Readers: today we’re excited to feature an exclusive op-ed by Gerard F. Corbett, chair and CEO of the Public Relations Society of America (PRSA). Corbett, who is accredited in Public Relations (APR) and is a member of the PRSA College of Fellows, has been a member of PRSA for more than 35 years. He also serves as CEO of Redphlag LLC–a strategic public relations, marketing management and executive coaching consulting firm that he founded–and chief marketing officer of Producers Forum, Inc., a real estate Web startup.
Like many folks, I wondered if the world really needed another opinion piece about Lance Armstrong and the United States Anti-Doping Agency (USADA)’s allegations against him.
In case you’ve just returned from six months manning the International Space Station or conducting research in the Amazon River basin, the USADA released a report on Oct. 10, which cited witness testimony, financial records and laboratory results to support its accusation that Armstrong had participated in a complex, systematic doping program and used other illegal methods to gain competitive advantages in the international sport of competitive cycling.

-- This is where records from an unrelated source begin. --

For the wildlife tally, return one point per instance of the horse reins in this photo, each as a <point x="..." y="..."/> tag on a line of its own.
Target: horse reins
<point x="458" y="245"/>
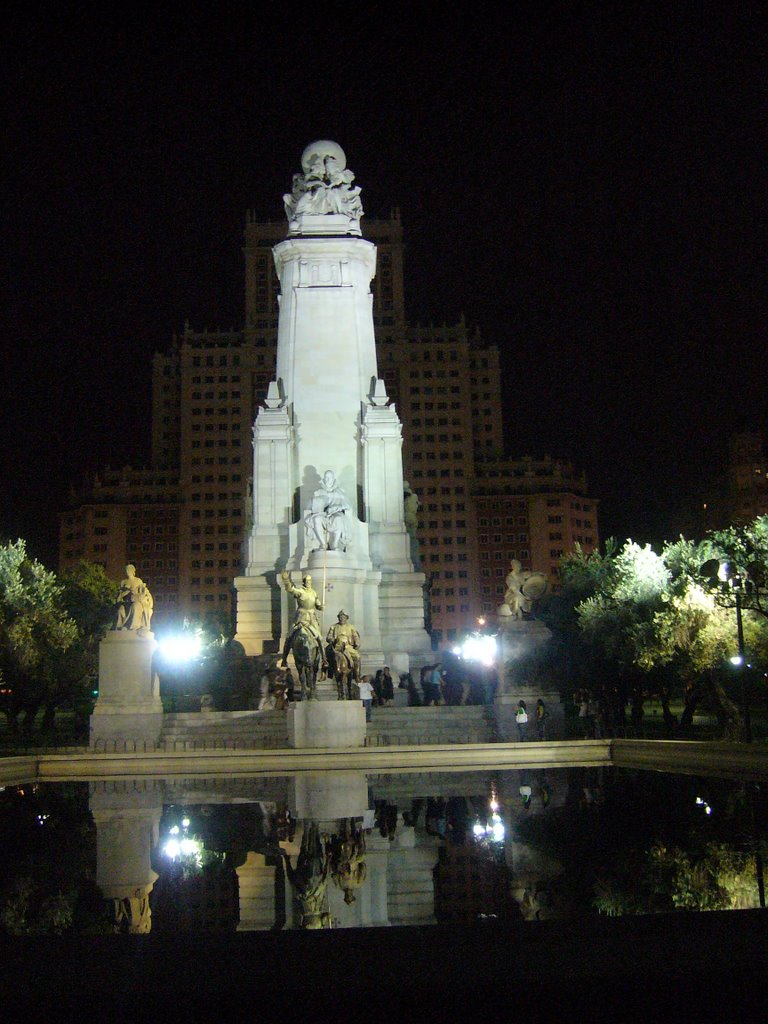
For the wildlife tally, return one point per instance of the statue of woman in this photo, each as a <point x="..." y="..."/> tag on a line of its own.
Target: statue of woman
<point x="135" y="603"/>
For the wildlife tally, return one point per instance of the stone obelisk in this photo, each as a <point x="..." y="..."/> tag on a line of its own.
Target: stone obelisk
<point x="328" y="493"/>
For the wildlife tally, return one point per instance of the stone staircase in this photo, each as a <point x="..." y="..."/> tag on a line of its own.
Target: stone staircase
<point x="222" y="729"/>
<point x="402" y="726"/>
<point x="388" y="727"/>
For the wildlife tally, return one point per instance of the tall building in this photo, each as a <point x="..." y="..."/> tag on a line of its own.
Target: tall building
<point x="739" y="494"/>
<point x="444" y="381"/>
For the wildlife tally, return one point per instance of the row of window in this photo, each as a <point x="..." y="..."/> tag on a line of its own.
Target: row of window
<point x="432" y="473"/>
<point x="216" y="360"/>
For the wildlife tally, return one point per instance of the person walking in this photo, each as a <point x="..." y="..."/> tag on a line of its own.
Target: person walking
<point x="435" y="681"/>
<point x="367" y="695"/>
<point x="387" y="687"/>
<point x="521" y="721"/>
<point x="541" y="719"/>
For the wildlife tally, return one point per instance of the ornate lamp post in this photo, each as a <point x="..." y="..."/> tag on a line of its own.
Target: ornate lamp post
<point x="729" y="580"/>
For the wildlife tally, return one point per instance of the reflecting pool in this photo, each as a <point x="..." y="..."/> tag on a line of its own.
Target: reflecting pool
<point x="355" y="849"/>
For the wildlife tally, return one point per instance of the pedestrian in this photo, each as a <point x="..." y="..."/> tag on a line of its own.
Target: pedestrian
<point x="367" y="695"/>
<point x="521" y="721"/>
<point x="414" y="697"/>
<point x="541" y="719"/>
<point x="435" y="681"/>
<point x="377" y="684"/>
<point x="387" y="686"/>
<point x="585" y="718"/>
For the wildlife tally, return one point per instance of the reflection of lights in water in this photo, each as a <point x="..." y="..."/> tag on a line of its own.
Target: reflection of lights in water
<point x="181" y="646"/>
<point x="182" y="848"/>
<point x="493" y="828"/>
<point x="478" y="648"/>
<point x="179" y="844"/>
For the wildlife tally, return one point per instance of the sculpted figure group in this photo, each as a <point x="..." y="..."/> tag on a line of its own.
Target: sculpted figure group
<point x="309" y="651"/>
<point x="523" y="590"/>
<point x="135" y="604"/>
<point x="342" y="856"/>
<point x="325" y="184"/>
<point x="327" y="521"/>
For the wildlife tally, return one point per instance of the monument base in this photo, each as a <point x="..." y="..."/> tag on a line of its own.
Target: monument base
<point x="126" y="726"/>
<point x="128" y="708"/>
<point x="327" y="723"/>
<point x="328" y="796"/>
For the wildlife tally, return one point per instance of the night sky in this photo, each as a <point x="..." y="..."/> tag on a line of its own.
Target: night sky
<point x="587" y="185"/>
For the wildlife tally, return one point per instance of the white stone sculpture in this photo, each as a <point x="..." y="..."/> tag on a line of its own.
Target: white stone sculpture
<point x="135" y="603"/>
<point x="327" y="522"/>
<point x="325" y="186"/>
<point x="523" y="589"/>
<point x="410" y="508"/>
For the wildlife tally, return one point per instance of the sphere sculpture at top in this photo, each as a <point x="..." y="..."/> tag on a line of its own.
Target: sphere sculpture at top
<point x="325" y="186"/>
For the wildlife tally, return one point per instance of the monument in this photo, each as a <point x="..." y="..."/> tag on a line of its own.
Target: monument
<point x="522" y="639"/>
<point x="328" y="487"/>
<point x="128" y="708"/>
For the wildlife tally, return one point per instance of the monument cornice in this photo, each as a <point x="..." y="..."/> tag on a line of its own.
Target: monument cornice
<point x="325" y="248"/>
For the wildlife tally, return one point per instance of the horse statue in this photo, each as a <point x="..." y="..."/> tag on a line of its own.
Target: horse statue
<point x="341" y="668"/>
<point x="306" y="654"/>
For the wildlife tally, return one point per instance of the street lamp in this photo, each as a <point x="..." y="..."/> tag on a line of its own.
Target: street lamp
<point x="728" y="578"/>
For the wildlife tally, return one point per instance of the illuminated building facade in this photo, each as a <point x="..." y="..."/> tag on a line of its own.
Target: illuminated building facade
<point x="445" y="384"/>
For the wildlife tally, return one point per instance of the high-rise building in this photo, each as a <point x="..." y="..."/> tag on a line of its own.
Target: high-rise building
<point x="740" y="493"/>
<point x="445" y="384"/>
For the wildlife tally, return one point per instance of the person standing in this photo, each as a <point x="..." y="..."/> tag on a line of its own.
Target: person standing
<point x="521" y="721"/>
<point x="434" y="681"/>
<point x="541" y="719"/>
<point x="387" y="687"/>
<point x="367" y="695"/>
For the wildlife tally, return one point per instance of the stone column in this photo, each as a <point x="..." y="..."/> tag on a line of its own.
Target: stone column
<point x="127" y="819"/>
<point x="258" y="590"/>
<point x="256" y="886"/>
<point x="128" y="708"/>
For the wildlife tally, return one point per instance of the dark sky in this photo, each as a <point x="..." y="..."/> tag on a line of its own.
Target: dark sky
<point x="586" y="184"/>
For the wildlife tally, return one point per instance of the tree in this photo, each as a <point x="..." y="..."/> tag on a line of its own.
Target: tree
<point x="36" y="632"/>
<point x="89" y="597"/>
<point x="657" y="626"/>
<point x="49" y="635"/>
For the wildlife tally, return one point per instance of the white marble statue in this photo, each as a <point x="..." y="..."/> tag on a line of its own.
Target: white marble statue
<point x="410" y="508"/>
<point x="327" y="521"/>
<point x="325" y="184"/>
<point x="523" y="589"/>
<point x="135" y="603"/>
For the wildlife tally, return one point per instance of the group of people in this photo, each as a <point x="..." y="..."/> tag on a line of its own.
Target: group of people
<point x="452" y="682"/>
<point x="522" y="720"/>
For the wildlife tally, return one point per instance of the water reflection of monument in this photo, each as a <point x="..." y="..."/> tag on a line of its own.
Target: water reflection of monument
<point x="317" y="850"/>
<point x="328" y="492"/>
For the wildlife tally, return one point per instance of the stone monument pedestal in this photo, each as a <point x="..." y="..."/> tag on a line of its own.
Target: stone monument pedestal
<point x="521" y="640"/>
<point x="327" y="724"/>
<point x="128" y="708"/>
<point x="329" y="796"/>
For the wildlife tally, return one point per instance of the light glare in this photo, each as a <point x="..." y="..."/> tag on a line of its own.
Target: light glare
<point x="181" y="646"/>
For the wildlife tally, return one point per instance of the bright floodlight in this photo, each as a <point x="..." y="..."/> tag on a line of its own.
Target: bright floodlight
<point x="479" y="648"/>
<point x="185" y="847"/>
<point x="181" y="646"/>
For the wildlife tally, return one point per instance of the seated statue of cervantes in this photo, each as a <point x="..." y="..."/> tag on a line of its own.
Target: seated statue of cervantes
<point x="327" y="521"/>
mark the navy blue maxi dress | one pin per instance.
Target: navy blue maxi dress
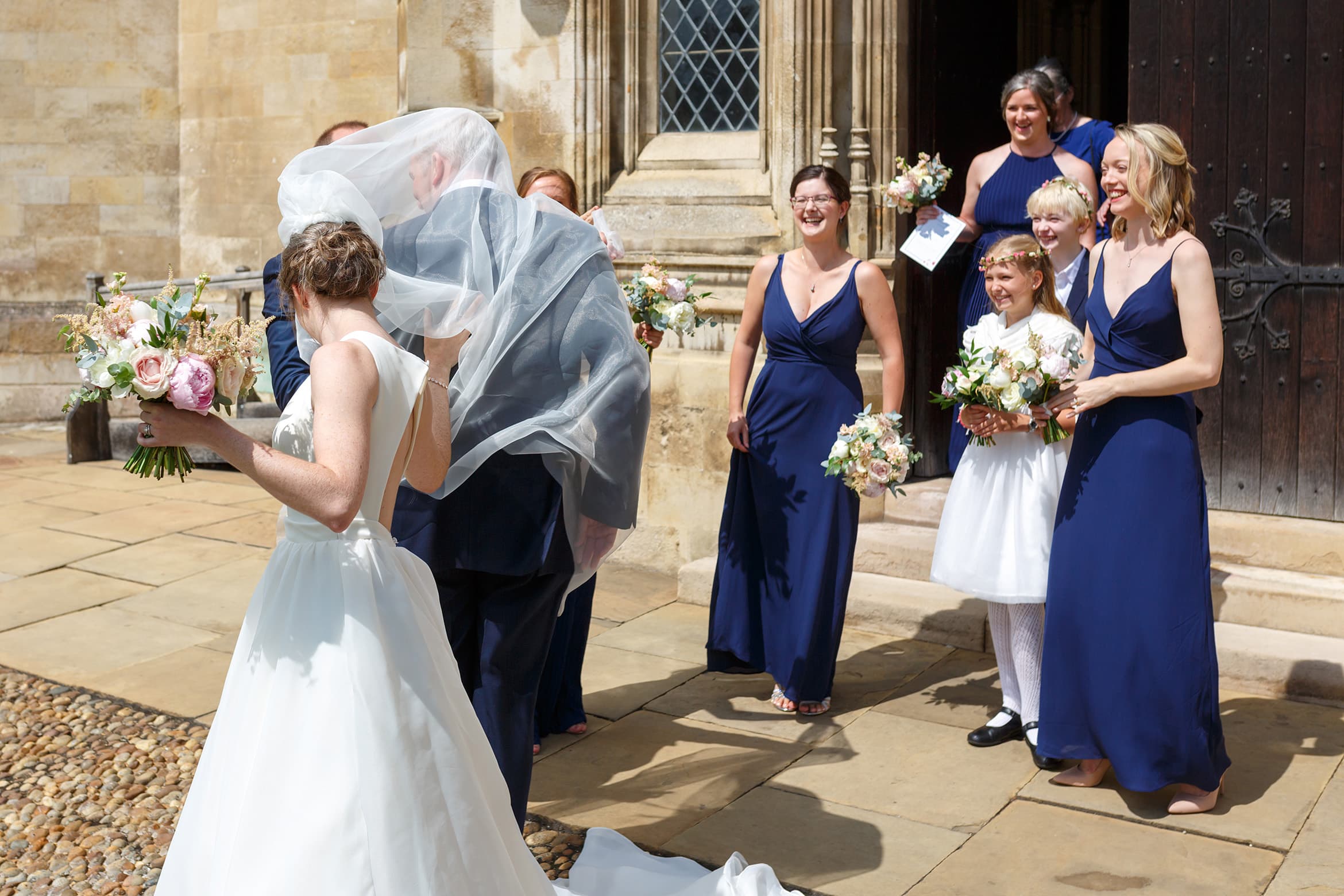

The seven-time Tour de France winner has faced doping allegations throughout his career, but he’s managed to dodge those accusations by pointing out that he’d been tested for banned substances hundreds of times in the past, without ever producing a positive result. Of course, it didn’t hurt that a two-year U.S. Government investigation that examined Armstrong’s role in possible doping-related crimes was closed earlier this year, with no charges brought.
Perhaps by virtue of his adamant denials, cancer-surviving story and charitable work with the Livestrong Foundation, Armstrong always found a way to push aside the accusations and preserve his credibility (and sponsorship dollars). Then, metaphorically speaking, the wheels came off.